As it turns out, I was born without two critical enzymes. The first is for digesting dairy proteins, which is not too surprising, since my mom told me once that even as a baby, milk made me sick. The second was for… you guessed it… sugar.
*cue the sound of crying angels*
This is good news and bad news. On the good side:
1) We’ve identified a puzzle piece we didn’t have before
2) We’re only talking about refined sugars, from sugar cane, sugar beets, and corn. Honey, agave, maple, coconut, and fruit sugars are totally OK.
3) If I totally cut dairy and sugar from my diet, my body should heal to the point where I can start eating a lot of those other foods again, making life a whole lot easier.
4) Diabetes runs in my family, so yay for preventative medicine.
On the bad side, as I discovered when I read the labels all over again, nearly every packaged food remaining in my house contains refined sugar.
I wasn’t shocked by the chocolate or the, well, baking sugars (of course sugar contains sugar, just like Reese’s Peanut Butter Cups may contain nuts). But spice blends? Tortilla chips? Vegetable broth? For the love of all that’s holy, why would sugar be added to broth?
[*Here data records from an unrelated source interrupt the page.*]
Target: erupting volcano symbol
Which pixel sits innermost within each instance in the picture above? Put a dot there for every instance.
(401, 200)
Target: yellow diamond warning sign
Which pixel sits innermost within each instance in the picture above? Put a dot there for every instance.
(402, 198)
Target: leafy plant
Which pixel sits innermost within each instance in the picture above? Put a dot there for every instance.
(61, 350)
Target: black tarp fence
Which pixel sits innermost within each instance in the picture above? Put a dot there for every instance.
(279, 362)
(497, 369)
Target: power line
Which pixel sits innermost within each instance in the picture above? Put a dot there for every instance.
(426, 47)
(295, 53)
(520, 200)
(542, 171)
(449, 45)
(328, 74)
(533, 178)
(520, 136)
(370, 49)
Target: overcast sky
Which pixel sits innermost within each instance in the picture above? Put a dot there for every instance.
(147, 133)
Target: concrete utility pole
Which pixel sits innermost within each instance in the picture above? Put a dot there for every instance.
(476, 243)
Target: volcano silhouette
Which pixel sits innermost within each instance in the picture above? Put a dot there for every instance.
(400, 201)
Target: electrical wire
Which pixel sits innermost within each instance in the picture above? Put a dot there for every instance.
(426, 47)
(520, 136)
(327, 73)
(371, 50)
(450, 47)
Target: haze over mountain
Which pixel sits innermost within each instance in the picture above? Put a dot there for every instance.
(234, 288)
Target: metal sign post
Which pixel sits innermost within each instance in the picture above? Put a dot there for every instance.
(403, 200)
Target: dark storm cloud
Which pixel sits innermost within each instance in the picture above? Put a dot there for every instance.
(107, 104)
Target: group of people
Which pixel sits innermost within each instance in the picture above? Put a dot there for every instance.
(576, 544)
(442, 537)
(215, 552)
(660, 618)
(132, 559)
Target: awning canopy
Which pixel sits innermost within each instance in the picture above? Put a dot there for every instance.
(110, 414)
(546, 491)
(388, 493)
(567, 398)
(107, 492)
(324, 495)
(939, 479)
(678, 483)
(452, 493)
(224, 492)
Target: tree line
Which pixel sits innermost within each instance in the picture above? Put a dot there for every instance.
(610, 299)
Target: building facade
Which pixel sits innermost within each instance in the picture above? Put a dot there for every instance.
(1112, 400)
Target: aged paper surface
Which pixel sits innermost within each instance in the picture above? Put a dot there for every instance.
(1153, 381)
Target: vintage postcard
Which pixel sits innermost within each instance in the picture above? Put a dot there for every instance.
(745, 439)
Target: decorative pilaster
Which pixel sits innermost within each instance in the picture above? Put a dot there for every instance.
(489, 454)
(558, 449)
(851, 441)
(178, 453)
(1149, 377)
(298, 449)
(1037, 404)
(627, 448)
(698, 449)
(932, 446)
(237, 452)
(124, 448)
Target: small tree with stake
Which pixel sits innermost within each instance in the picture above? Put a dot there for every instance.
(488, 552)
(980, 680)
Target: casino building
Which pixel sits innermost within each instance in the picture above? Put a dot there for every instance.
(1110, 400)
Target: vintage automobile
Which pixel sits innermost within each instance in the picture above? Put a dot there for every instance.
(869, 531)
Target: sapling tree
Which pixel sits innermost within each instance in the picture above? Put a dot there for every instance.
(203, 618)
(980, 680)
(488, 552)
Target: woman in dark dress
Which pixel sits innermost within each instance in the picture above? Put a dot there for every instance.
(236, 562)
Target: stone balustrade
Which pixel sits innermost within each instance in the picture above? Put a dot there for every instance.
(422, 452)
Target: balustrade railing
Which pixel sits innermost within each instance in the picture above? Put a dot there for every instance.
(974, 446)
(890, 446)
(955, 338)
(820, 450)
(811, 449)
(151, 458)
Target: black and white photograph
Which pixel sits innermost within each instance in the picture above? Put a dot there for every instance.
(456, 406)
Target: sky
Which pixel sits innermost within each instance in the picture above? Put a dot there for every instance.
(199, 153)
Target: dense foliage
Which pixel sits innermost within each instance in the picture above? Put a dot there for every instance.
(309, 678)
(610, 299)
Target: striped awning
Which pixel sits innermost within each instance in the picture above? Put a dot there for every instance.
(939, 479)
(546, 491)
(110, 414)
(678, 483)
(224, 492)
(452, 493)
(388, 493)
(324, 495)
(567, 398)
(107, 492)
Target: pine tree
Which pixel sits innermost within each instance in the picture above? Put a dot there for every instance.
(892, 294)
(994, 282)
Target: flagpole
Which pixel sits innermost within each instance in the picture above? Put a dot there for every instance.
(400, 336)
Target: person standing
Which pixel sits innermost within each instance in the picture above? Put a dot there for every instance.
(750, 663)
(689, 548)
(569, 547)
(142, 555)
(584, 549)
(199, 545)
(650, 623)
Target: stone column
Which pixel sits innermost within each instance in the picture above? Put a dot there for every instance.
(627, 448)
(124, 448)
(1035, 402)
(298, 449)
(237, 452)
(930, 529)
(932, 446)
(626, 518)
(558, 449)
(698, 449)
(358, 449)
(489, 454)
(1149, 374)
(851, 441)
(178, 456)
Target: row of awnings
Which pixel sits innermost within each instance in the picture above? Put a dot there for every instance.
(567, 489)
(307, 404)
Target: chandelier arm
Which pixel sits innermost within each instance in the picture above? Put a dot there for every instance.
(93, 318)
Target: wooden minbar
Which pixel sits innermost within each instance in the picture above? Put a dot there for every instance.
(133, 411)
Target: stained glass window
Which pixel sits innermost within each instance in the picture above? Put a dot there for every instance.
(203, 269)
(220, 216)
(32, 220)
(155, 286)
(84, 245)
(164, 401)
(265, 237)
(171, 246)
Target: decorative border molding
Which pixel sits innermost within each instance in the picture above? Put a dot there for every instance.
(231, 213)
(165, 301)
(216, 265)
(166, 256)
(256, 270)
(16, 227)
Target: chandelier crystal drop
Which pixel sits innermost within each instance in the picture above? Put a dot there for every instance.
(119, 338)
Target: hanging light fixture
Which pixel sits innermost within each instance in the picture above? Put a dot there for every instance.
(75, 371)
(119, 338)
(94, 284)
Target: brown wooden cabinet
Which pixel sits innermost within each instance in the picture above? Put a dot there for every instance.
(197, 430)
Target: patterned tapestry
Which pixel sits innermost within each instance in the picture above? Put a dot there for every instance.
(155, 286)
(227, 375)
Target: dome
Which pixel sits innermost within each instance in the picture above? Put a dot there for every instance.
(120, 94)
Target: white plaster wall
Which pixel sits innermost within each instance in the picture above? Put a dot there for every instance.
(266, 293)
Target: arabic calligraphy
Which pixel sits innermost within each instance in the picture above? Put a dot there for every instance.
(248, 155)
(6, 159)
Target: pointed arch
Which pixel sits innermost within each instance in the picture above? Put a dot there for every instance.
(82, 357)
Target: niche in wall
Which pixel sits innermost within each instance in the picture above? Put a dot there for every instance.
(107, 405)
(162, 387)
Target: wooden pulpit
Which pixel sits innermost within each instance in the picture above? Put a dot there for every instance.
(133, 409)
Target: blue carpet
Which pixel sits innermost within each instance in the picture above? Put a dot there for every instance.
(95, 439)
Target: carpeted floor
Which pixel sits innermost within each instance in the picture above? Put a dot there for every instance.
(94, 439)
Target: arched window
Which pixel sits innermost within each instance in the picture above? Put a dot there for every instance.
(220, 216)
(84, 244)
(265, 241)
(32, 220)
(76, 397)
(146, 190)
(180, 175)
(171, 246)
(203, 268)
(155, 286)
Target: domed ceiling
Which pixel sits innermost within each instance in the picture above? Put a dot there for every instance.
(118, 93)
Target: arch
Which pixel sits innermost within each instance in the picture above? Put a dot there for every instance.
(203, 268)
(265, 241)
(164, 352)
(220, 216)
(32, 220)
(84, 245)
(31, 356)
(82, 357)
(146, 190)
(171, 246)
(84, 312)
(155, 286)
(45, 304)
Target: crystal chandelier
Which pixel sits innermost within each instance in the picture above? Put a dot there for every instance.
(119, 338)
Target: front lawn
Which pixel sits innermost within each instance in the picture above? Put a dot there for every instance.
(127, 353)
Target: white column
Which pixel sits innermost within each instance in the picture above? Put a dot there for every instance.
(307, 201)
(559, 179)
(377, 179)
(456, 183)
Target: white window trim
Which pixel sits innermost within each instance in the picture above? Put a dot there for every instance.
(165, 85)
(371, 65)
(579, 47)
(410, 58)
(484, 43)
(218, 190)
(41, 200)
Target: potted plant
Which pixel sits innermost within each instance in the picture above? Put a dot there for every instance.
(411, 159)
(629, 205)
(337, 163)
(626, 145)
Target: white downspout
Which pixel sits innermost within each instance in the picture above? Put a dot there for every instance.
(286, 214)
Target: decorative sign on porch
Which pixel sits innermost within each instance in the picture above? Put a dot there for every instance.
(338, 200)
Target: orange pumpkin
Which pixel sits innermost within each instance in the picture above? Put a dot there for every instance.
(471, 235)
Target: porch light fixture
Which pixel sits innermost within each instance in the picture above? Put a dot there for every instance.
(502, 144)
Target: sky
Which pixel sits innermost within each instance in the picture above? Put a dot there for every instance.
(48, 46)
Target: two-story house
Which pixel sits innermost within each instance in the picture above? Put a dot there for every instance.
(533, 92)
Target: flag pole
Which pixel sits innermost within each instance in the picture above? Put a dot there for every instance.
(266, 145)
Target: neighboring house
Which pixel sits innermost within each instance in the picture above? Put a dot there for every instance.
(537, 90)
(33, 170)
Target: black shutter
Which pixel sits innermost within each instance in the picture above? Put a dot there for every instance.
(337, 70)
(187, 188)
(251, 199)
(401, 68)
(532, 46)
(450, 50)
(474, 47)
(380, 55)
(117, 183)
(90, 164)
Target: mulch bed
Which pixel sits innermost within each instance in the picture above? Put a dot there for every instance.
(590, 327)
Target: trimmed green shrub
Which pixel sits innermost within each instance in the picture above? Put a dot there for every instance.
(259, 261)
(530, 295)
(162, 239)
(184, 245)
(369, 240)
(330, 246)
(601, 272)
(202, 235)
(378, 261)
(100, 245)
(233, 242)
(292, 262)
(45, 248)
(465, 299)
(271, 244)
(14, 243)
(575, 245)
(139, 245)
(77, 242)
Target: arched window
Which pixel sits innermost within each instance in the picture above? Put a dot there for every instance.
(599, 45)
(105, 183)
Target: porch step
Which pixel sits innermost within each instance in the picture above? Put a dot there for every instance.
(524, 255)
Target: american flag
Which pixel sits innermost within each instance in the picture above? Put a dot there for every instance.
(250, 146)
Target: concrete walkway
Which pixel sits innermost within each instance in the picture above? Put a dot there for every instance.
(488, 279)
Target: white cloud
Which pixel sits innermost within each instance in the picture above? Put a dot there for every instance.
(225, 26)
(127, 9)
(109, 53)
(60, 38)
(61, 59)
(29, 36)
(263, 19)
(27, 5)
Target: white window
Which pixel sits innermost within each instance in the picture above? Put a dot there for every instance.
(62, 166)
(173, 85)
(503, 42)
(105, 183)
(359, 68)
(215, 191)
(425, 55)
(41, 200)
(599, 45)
Or BACON?
And here’s the kicker – because of the extensive list of allergens I’ve already been avoiding, there were very few packaged foods in my house to begin with. Can you imagine how much sugar is lurking in the pantries of the average, non-allergy-ridden household? I suddenly have a whole new appreciation for the recent documentary Fed Up.
Over the next couple of weeks, Tech Support and I will be donating, trashing, and otherwise purging the sugar from our house. I anticipate much grocery store and online research for alternatives – I cannot live without chocolate or dill-flavoured popcorn salt, which contains both dairy and sugar – and much wailing and gnashing of teeth as I discover more favourite foods that are suddenly off the menu.
But if the total annihilation of dietary dairy and sugar helps – if my health improves and I can start eating beans and pineapple and broccoli again – it will be worth it.
Has anyone else had to give up a beloved food or ingredient? Anyone else going sugar free? I would greatly appreciate recommendations for safe products, helpful websites, or other resources as I navigate this new food minefield – please share in the comments!